A Self-Healing Multifunctional Hydrogel System Accelerates Diabetic Wound Healing through Orchestrating Immunoinflammatory Microenvironment.

Developing an effective treatment strategy of drug delivery to improve diabetic wound healing remains a major challenge in clinical practice nowadays, due to multidrug-resistant bacterial infections, angiopathy, and oxidative damage in the wound microenvironment. Herein, an effective and convenient strategy was designed through a self-healing multiple-dynamic-bond cross-linked hydrogel with interpenetrating networks, which was formed by multiple-dynamic-bond cross-linking of reversible catechol-Fe 3+ coordinate bonds, hydrogen bonding, and Schiff base bonds.
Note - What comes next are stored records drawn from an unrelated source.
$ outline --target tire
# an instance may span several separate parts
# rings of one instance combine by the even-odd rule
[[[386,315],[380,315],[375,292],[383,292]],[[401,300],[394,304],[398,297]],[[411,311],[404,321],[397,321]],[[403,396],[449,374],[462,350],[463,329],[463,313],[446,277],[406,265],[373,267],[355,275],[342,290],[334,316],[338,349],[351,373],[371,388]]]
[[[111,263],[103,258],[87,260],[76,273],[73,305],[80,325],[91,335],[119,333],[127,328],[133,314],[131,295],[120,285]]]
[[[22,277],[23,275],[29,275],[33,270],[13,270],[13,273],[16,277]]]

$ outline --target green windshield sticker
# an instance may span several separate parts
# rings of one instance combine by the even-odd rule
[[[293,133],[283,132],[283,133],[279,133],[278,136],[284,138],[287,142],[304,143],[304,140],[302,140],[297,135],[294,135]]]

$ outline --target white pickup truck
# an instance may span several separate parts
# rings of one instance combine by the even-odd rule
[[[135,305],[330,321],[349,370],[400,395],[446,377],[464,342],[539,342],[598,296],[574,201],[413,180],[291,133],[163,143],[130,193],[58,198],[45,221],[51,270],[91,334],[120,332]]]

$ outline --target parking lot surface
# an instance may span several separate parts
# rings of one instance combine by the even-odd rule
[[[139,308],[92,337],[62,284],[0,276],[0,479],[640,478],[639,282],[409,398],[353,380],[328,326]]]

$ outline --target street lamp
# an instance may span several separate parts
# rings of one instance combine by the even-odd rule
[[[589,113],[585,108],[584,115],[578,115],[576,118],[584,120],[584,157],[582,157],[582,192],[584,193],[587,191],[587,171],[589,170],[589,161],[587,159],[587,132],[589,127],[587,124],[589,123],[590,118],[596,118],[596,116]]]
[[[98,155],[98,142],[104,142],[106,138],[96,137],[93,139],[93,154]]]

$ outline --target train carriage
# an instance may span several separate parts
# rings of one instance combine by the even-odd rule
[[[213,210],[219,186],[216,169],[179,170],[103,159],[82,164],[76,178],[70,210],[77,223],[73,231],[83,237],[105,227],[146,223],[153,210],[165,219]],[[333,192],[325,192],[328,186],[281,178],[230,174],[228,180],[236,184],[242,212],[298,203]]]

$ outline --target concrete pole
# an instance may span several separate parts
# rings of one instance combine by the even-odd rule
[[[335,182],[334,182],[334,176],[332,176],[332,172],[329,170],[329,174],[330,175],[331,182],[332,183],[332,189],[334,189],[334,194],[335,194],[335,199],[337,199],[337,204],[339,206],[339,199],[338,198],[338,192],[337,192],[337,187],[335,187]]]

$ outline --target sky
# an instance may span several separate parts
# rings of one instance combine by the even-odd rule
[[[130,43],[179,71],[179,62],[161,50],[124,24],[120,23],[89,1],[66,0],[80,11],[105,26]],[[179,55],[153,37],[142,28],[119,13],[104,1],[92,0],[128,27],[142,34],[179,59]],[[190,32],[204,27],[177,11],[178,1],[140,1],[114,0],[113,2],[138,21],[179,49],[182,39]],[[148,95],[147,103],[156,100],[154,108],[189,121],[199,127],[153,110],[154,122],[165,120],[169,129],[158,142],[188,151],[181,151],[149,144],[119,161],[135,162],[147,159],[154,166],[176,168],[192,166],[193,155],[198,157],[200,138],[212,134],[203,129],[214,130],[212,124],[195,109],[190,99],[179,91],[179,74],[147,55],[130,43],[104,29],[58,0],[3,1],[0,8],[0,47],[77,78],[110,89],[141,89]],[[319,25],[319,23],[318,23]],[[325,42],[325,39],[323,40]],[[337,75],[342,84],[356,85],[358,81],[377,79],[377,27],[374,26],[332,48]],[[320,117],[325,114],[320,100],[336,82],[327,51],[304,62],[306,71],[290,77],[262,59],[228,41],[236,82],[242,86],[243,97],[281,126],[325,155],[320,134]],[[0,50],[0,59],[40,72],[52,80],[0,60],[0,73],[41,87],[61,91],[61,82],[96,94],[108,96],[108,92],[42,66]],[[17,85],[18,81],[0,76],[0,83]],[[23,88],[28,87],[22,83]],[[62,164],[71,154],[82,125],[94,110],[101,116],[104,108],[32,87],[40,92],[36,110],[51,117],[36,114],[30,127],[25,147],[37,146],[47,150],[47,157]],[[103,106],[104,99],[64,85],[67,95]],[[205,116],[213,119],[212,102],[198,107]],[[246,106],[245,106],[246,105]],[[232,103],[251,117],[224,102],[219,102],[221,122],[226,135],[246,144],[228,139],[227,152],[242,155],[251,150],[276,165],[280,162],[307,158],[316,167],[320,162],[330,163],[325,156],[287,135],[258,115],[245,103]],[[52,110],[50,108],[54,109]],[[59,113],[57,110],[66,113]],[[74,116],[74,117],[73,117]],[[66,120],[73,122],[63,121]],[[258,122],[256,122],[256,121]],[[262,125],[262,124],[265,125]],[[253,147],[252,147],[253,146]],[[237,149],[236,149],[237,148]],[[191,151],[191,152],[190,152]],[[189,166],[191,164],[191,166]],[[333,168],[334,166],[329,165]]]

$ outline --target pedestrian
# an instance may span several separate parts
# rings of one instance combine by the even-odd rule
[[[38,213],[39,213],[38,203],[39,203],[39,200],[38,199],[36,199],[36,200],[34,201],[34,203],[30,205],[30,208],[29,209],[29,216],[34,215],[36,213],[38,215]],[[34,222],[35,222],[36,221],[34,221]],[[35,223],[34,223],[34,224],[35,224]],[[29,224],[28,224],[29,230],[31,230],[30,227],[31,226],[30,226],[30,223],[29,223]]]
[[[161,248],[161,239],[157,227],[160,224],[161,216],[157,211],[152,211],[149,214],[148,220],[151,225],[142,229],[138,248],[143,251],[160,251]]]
The excellent autonomous healing of the hydrogel was initiated and accelerated by Schiff bonds with reversible breakage between 3,4-dihydroxybenzaldehyde containing catechol and aldehyde groups and chitosan chains, and further consolidated by the co-optation of other noncovalent interactions contributed of hydrogen bonding and Fe 3+ coordinate bonds. Intriguingly, cathelicidin LL-37 was introduced and uniformly dispersed in the dynamic interpenetrating networks of the hydrogel as a bioactive molecular to orchestrate the diabetic wound healing microenvironment. This multifunctional wound dressing can significantly promote diabetic wound healing by antibacterial activity, immunomodulation, anti-inflammation, neovascularization, and antioxidant activity. Therefore, this study provided an effective and safe strategy for guiding the diabetic wound treatment in clinical applications.